Hearing Date:                         Wednesday, January 17, 2024

Case Name:                             STATE FARM MUTUAL AUTOMOBILE INSURANCE COMPANY v. HENRY NAVIDAD MOLINA

Case No.:                                20STLC07002

Motion:                                   Motion to Set Aside Dismissal; and Enter Judgment (CCP 664.6)

Moving Party:                         Plaintiff State Farm Mutual Auto Insurance

Responding Party:                   None

Notice:                                    OK


 

Tentative Ruling:                    Plaintiff State Farm Mutual Automobile Insurance Co.’s Motion to Set Aside Dismissal and Enter Judgment is GRANTED, and judgment is entered for Plaintiff and against Defendant Molina for $16,965.27.


 

SERVICE: 

 

[X] Proof of Service Timely Filed (CRC, rule 3.1300)                      OK

[X] Correct Address (CCP §§ 1013, 1013a)                                      OK

[X] 16/21 Court Days Lapsed (CCP §§ 12c, 1005(b))                       OK 

 

OPPOSITION:          None filed as of January 03, 2024                  [   ] Late          [X] None 

REPLY:                     None filed as of January 09, 2024                  [   ] Late          [X] None 

 

BACKGROUND

 

On August 18, 2020, Plaintiff State Farm Mutual Automobile Insurance Company (“Plaintiff”) filed an action against Defendants Henry Navidad Molina (“Henry”) and Raul Fuentes Molina (“Raul”) (collectively “Defendants”) for subrogation, stemming from an automobile collision between Defendant, on the one hand, and an individual insured by Plaintiff’s automobile insurance policy, on the other hand.
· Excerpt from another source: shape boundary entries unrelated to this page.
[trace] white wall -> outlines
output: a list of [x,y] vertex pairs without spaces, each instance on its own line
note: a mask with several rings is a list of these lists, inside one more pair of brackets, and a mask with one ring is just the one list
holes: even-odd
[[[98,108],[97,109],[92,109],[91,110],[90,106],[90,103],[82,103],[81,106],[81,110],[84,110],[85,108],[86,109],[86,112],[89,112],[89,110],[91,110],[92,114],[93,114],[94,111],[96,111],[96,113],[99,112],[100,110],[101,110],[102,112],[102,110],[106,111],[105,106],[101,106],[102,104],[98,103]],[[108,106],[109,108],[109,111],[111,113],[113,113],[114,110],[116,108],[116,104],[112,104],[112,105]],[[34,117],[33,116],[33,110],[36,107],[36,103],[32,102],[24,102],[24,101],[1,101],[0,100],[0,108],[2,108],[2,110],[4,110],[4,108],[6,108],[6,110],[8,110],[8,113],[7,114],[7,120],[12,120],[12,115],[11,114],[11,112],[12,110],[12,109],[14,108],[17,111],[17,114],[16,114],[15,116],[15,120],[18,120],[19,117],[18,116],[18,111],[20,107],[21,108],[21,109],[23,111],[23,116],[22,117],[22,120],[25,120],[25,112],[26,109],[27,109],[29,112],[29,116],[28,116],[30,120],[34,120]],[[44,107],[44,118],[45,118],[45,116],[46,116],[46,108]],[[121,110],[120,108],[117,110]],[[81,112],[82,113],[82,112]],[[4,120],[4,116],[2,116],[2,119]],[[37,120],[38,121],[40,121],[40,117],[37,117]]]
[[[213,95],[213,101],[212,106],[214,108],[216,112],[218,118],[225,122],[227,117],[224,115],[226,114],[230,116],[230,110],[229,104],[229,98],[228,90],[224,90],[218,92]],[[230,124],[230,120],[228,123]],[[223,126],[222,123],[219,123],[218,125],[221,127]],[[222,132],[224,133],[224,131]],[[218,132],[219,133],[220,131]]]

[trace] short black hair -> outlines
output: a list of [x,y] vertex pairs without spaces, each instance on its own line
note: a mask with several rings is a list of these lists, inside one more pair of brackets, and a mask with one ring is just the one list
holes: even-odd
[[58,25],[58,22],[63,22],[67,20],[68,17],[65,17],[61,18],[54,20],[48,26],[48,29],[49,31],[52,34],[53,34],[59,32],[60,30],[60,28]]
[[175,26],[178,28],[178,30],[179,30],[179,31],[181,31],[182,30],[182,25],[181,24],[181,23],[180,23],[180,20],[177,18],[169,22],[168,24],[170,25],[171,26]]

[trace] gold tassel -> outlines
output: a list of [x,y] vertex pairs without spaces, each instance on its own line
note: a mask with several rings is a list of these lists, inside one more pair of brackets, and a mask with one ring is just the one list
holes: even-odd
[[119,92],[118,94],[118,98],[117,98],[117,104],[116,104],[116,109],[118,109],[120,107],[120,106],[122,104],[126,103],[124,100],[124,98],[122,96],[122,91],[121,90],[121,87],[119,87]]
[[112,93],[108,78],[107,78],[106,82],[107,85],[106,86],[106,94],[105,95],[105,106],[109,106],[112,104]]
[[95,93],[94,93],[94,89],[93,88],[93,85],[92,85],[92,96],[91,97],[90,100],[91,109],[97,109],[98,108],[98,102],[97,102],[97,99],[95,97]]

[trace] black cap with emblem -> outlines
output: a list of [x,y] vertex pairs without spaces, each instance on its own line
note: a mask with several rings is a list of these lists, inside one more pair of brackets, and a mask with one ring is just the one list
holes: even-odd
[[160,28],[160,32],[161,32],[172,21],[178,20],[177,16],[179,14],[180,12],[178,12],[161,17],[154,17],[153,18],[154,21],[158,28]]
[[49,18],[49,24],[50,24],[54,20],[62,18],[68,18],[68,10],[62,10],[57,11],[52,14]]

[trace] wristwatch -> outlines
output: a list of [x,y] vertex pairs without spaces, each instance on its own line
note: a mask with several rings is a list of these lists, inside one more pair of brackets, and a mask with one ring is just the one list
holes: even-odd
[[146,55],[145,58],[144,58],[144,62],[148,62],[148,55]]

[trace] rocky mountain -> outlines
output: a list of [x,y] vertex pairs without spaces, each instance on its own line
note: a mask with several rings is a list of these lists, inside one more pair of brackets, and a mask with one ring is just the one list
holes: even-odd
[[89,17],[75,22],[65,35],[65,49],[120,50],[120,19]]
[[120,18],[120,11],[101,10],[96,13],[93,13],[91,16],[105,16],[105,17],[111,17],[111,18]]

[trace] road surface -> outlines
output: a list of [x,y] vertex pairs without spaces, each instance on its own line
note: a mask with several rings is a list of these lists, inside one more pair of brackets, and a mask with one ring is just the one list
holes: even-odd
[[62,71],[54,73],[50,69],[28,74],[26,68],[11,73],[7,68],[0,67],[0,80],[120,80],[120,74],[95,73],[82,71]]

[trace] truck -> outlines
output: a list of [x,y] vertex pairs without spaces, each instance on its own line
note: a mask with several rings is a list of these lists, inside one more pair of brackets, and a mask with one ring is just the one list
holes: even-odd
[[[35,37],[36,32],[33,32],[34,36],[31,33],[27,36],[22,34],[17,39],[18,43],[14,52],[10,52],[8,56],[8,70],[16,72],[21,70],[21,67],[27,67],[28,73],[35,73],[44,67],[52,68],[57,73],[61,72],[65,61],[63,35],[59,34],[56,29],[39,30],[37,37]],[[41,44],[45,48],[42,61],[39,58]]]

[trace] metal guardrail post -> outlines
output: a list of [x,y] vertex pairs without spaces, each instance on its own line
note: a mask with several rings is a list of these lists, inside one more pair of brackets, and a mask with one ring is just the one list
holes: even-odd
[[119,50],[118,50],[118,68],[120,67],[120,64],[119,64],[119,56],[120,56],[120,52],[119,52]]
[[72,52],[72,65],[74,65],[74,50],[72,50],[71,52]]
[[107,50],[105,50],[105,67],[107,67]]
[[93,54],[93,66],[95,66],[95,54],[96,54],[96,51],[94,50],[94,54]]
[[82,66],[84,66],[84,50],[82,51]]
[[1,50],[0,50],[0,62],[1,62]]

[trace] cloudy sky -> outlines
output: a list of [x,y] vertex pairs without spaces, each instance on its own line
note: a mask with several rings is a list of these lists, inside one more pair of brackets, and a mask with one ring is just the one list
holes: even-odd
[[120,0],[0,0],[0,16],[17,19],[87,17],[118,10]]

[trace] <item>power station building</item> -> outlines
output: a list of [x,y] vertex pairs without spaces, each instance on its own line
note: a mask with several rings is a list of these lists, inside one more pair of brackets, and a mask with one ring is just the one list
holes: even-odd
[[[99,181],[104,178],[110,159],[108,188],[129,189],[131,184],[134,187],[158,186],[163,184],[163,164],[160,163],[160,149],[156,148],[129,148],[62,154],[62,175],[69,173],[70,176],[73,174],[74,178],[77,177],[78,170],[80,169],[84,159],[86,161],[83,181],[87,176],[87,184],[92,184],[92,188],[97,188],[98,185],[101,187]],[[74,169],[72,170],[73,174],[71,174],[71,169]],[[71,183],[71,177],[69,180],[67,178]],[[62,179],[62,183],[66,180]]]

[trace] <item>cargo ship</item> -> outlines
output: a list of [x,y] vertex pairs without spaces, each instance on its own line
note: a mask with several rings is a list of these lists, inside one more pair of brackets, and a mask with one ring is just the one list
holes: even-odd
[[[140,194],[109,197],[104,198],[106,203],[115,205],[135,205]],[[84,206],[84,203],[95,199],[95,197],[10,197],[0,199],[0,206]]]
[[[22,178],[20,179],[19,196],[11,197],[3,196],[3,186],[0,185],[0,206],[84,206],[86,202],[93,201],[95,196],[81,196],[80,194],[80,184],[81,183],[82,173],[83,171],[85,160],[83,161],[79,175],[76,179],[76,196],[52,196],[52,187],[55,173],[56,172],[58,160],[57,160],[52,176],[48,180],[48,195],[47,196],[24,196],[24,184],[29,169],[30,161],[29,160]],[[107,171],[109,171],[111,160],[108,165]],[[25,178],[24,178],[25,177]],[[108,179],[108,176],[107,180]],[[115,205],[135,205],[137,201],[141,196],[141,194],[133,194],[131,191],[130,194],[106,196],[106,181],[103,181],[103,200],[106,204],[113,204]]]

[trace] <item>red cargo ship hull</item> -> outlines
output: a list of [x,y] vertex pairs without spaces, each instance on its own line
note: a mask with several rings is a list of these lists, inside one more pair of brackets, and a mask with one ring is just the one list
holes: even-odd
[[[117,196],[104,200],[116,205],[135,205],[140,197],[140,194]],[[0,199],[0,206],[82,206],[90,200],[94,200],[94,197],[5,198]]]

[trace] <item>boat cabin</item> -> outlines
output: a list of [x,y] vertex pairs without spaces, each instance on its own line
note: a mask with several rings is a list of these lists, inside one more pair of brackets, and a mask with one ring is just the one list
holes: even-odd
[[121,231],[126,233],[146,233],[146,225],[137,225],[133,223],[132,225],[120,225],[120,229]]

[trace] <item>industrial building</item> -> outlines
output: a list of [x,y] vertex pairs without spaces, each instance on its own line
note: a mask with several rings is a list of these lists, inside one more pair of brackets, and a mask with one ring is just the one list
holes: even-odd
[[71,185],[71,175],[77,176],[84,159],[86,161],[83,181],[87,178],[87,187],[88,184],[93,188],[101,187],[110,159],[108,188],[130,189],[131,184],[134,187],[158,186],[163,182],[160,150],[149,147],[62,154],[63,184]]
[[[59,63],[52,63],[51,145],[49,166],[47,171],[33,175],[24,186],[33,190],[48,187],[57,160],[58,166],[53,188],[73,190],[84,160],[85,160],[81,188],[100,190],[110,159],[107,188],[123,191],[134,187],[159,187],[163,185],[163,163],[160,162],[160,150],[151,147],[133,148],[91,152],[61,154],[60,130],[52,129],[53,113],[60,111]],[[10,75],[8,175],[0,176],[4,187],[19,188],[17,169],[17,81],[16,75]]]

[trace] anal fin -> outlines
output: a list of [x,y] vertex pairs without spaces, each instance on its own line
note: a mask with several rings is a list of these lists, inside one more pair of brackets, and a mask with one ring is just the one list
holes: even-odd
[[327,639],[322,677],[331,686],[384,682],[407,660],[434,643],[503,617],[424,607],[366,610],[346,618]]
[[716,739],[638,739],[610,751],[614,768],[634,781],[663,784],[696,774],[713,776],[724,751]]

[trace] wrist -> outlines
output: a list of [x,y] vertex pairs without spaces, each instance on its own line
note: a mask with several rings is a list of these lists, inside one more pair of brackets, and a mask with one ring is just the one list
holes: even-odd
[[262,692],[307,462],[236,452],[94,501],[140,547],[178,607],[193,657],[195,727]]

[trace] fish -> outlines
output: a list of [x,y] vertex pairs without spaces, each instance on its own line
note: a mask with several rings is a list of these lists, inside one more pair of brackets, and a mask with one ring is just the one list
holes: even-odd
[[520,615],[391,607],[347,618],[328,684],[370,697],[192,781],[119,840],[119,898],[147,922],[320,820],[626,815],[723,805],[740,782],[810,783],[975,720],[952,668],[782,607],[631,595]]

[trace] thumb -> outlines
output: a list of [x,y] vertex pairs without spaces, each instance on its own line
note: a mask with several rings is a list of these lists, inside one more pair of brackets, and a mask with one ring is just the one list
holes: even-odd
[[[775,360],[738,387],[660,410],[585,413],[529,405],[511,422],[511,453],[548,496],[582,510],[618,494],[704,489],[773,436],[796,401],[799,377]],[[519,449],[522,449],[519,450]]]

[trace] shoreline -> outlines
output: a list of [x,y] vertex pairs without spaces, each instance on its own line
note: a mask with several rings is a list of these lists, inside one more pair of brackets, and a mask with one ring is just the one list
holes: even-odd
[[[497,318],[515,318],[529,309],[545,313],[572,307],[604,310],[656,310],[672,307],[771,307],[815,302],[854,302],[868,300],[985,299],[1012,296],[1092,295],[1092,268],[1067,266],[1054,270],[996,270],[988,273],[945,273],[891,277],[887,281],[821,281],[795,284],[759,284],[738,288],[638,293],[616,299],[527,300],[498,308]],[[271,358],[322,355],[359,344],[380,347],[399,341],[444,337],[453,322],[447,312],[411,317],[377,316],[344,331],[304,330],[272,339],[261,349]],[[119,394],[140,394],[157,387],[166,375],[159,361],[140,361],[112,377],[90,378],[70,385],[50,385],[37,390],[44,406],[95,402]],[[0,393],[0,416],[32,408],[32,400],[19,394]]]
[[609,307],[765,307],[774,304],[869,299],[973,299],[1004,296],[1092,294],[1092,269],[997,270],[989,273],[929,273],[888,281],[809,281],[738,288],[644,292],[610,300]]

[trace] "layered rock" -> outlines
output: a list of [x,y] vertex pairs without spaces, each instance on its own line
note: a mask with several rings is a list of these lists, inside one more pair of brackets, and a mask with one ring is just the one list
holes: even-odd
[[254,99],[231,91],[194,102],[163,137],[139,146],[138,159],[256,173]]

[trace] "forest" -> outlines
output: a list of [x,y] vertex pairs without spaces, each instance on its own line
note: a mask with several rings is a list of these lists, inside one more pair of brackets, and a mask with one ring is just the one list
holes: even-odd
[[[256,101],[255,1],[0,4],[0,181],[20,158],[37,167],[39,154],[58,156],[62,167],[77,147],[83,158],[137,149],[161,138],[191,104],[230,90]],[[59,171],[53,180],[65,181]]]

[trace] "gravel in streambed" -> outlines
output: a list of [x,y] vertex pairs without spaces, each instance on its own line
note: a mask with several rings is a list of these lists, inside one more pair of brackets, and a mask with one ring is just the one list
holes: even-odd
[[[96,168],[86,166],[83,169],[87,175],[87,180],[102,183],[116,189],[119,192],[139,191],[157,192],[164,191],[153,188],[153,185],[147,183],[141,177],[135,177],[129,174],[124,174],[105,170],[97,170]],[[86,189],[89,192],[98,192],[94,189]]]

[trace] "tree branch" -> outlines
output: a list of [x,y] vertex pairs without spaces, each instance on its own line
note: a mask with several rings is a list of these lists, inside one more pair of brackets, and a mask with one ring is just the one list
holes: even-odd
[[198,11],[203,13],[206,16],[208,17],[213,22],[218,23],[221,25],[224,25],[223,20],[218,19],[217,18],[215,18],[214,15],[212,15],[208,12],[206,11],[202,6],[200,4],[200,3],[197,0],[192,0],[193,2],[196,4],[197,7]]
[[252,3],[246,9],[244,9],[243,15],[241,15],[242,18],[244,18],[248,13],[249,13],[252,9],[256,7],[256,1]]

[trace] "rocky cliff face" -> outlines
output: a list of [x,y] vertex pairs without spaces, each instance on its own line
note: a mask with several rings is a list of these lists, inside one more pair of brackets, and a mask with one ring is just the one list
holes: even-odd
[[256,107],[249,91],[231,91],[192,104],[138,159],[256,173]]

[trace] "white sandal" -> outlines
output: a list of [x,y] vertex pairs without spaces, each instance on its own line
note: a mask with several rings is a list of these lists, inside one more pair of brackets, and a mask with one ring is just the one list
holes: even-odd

Plaintiff compensated the insured for claimed damages in the amount of $19,778.32 and filed the instant claim against Defendants for allegedly causing the damages.

 

On January 7, 2021, Defendants filed a joint Answer to the Complaint.

 

On November 28, 2022, Plaintiff filed a Notice of Settlement.

 

On December 2, 2022, pursuant to Plaintiff’s request, the Court dismissed Defendant Raul with prejudice.

 

Subsequently, Plaintiff filed a Stipulation for Entry of Judgment in the Event of Default

(“Stipulation”), signed by both parties, to dismiss the action on the premise that Defendant would compensate Plaintiff for the settlement amount of $7,587.20. On December 6, 2022, the Court dismissed the entire case without prejudice pursuant to the Stipulation.

 

On June 27, 2023, Plaintiff filed the instant Motion to Set Aside Dismissal and Enter Judgment (“Motion”). On September 13, 2023, the Court continued the hearing citing issues with service on Defendant’s Counsel.

 

On September 21, 2023, Plaintiff filed an amended motion.                                                

 

No opposition has been filed.

 

MOVING PARTY POSITION

 

Plaintiff prays for the Court to set aside its dismissal and enter judgment against Defendant in the sum of $16,965.27 for the following: principal amount of $19,778.32, less $3,337.20 in payments made by Defendant and his insurance carrier, plus filing costs of $72, and lawsuit filing fee of $452.15. Plaintiff argues that Defendant’s default in payments constituted a breach of the parties’ Stipulation, thus making Plaintiff entitled to an entry of judgment by the Court.

 

OPPOSITION

 

            No opposition has been filed.

 

REPLY

 

            No reply has been filed.

 

ANALYSIS

 

I.          Legal Standard

 Code of Civil Procedure section 664.6 (“CCP § 664.6”) states: “If parties to pending litigation stipulate, in a writing signed by the parties outside of the presence of the court or orally before the court, for settlement of the case, or part thereof, the court, upon motion, may enter judgment pursuant to the terms of the settlement. If requested by the parties, the court may retain jurisdiction over the parties to enforce the settlement until performance in full of the terms of the settlement.” (Code Civ. Proc., § 664.6, subd. (a) [emphasis added].) For purposes of the statute, “a writing is signed by a party if it is signed by any of the following [among other individuals]: (1) ¶ The party. (2) ¶ An attorney who represents the party.” (Code Civ. Proc., § 664.6, subd. (b) [emphasis added].)

 

“On a motion to enforce, the court must determine whether the settlement agreement is valid and binding. [Citation.] The court assesses whether the material terms of the settlement were reasonably well-defined and certain, and whether the parties expressly acknowledged that they understood and agreed to be bound by those terms. [In re Marriage of Assemi (1994) 7 Cal.4th 896, 911.]” (Estate of Jones (2022) 82 Cal.App.5th 948, 952.)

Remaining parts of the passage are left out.